Stella Rimington’s new book closes in on home-grown terror

One of the star attractions at last year’s Hay-on-Wye Festival of Literature and the ArtsStella Rimington in England was Stella Rimington, the former head of MI5, Britain’s spy service. Diminutive but with a definite “presence”, she held the large audience rapt as she talked about what became her not-so-private life after the country’s top spook was “outed”, and about her second career as a writer of spy fiction.

Inevitably she faced questions about how much of her central character, Liz Carlyle, the head of M15’s Counter Terrorism section, was based on her own experiences and real life events. Unfortunately no real secrets were passed. Not in the business of giving too much away she described it as “memory lane-ish”.

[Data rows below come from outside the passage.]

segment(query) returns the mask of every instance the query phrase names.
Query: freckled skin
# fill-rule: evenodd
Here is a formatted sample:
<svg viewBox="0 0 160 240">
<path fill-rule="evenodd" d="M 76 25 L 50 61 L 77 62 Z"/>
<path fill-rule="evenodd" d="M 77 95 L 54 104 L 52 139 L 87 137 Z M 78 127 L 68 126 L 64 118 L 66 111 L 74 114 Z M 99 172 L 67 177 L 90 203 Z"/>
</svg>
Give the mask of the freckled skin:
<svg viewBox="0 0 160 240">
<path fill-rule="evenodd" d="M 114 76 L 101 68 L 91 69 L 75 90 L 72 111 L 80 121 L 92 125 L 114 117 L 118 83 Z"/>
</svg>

Close Call is the eighth in Rimington’s Liz Carlyle series and finds her just back at her desk after a holiday with her lover Martin Seurat of the DGSE, the French Military Intelligence Service Her section has been given a “watching brief” of under-the-counter arms supplies to Arab Spring rebels. Perhaps coincidentally, a young American agent working undercover had been seriously injured in a stabbing. More worrying is the possibility that a group of young radicalised men have returned to England and are planning an attack on home soil.

Close Call is highly topical as countries around the world try and tackle the inevitable fall-out from the number of young men fighting jihad in countries like Iraq and Syria and then returning “home”. The plot has all the necessary twists and turns to keep the pages turning although I found there were sections that got bogged down with the heavy focus on process, unfortunately weighing it down with authenticity.

In an interview earlier this year Rimington said that Carlyle is “all the things I like to think I once was. Sparky and spiky… I let her say many of the things I thought but didn’t always say about all the patronising male colleagues and so on.” Close Call is definitely payback on that score.

Close Call by Stella Rimington is published by Bloomsbury. If you are fascinated by the spy world visit Rimington’s website for some fascinating extras.